CORINGA (Joker, EUA, 2019) - Crítica



Apenas mais uma engrenagem pervertida do sistema

Coringa chega aos cinemas com uma expectativa que quase rivaliza com a de Vingadores:Ultimato. Mas a proposta do filme de Todd Phillips, com roteiro dele e Scott Silver, é bem mais ambiciosa do que prestar fan service. E o fato do filme ter sido o primeiro baseado em personagem de quadrinhos a receber o Leão de Ouro em Veneza prova isso.

De início, contar a história do Coringa após a performance decepcionante de Jared Leto e sob a sombra da magnífica construção de Heath Ledger em Cavaleiro das Trevas, parecia algo bastante temerário. Mas Todd Phillips conseguiu convencer os executivos da Warner mesmo com um deles dizendo “Você sabe que a gente vende pijamas com estampa do Coringa pra crianças, certo?”.  Um ano depois, já com o roteiro na mão, toda a equipe executiva mudou e Phillips teve que convencer todos novamente de que o filme devia ser para adultos. É claro que o fato de Watchmen, Deadpool e Logan serem proibidos para menores e terem garantido boas bilheterias, ajudou. As séries adultas da Marvel no Netflix também comprovavam que existia uma boa parcela da audiência querendo ver filmes baseados em quadrinhos com protagonistas e histórias mais maduras e realistas. E quem não gosta de um grande vilão? Darth Vader, o Wilson Fisk de Vincent Donofrio, Thanos e o próprio Coringa de Ledger são personagens que vão permanecer no imaginário pop por décadas.


Arthur tenta desvendar um fato importante de seu passado no Asilo Arkham. 


Com o roteiro pronto, Phillips levou quatro meses para convencer Phoenix a fazer o papel. Phoenix já tinha recusado o papel de Dr. Estranho e Dr. Banner (também conhecido como Hulk) para a Marvel porque não queria ficar preso por contrato a franquias cinematográficas. Mas o diretor garantiu a ele que esse filme seria um solo dissociado do resto do universo DC que a Warner estava construindo nos cinemas.

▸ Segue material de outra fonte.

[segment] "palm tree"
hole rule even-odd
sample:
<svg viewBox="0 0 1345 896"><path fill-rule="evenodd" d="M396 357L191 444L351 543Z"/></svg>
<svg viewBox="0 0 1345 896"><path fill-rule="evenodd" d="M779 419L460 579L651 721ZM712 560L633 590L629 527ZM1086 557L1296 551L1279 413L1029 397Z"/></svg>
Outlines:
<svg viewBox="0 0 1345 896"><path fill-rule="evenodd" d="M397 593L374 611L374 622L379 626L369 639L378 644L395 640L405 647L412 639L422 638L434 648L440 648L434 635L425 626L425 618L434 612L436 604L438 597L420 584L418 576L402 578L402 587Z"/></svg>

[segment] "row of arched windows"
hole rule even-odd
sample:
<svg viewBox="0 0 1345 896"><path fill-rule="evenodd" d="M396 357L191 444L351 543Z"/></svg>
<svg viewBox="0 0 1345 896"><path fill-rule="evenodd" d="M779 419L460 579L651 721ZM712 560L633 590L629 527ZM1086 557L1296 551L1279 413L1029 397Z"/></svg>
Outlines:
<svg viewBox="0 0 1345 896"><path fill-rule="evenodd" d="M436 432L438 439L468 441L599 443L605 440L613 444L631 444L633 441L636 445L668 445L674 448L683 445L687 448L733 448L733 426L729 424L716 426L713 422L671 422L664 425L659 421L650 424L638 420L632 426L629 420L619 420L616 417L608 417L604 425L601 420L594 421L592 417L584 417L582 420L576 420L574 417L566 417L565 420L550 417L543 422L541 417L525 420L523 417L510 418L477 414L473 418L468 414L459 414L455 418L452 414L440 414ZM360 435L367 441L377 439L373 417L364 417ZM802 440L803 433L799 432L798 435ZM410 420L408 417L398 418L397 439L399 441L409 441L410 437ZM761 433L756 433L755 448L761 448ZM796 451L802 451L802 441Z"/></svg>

Phoenix então partiu para a construção de seu personagem. Estudou doenças psiquiátricas e misturou várias delas para que psicólogos de plantão tivessem dificuldades em diagnosticar seu Coringa, já que o personagem nos quadrinhos, quando bem roteirizado, é quase uma força da natureza, um ID encarnado. E entre as muitas doenças que pesquisou, ele descobriu um transtorno que se chama Afeto Pseudobulbar, que é quando, por motivos diversos, alguém não tem controle sobre suas emoções e pode desandar a rir sem parar e sem motivo. Com uma risada patológica e sem sentido, Phoenix tinha um trunfo que não precisaria competir com a risada sinistra que Ledger criara para o Coringa de Christopher Nolan.  Além de perder 26 Kgs para ajudar a compor o quadro depressivo e desamparado de seu personagem Arthur Fleck, Phoenix se preocupou com a questão de uma possível glamurização de um vilão psicótico e tentou buscar uma caracterização com a qual a maioria das pessoas não pudesse se identificar. A maioria não, mas uma pequena minoria parece ter se identificado. E é aí que o filme virou polêmica.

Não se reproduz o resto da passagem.